Coastal Restoration Trust of New Zealand

Coastal Dune Ecosystem Reference Database

A consideration of the "biological spectra of New Zealand" Journal Paper

Allan, H.H.
Journal / Source
Journal of Ecology
A brief account is given of the topography, climate and vegetation of New Zealand. 2. The general spectrum for New Zealand would, in Raunkiaer's scheme, place the New Zealand climate as an H-Ch one, with, however, a strong Ph element. 3. The New Zealand climate, however, is not a uniform one, but composed of several distinct facies. These are revealed by the vegetative cover, but not so clearly by the spectra. 4. Spectra for the western and the eastern portions of South Island are similar, but the climates and vegetative covers are very dissimilar. 5. The spectra for latitudinal distribution show that in the sub-alpine areas of the Southern Alps there is a Ch climate. 6. The naturalized species are shown to be too few in number materially to alter the spectra, but afford some evidence that the country is more adapted to a Th element than is shown by the indigenous species. 7. The spectra for the palaeotropic and the palaeozelandic elements are very similar, though the floristic contents are very different. 8. Historical considerations cannot be ignored in assessing plant climates. 9. Spectra of different association groups are given. 10. The spectra of the island floras do not clearly indicate the great climatic differences. 11. The spectra of the major taxonomic groups are considered, and it is shown that in New Zealand these do not always agree with those of the "normal" spectrum. 12. The status of certain life forms is discussed.
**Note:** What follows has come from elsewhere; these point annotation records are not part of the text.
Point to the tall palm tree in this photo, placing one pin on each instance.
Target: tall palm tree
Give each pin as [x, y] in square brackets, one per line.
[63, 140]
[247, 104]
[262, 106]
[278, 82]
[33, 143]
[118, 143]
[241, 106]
Raunkiaer's delimitations of Ch and H are considered inadequate in a treatment of austral floras. 13. The conclusion is drawn that biological spectra, as at present expressed, do not give a more accurate picture of plant climates than would careful summaries of the major formations. 14. In general it is considered: (a) that the life-form classes adopted have not proved perfectly satisfactory, especially the H-Ch group, for a world-wide treatment of plant climates; (b) that many more analyses are needed for the southern hemisphere before proper comparisons of the respective spectra can be made; (c) that in spite of the present defects the spectra reveal much of interest and importance.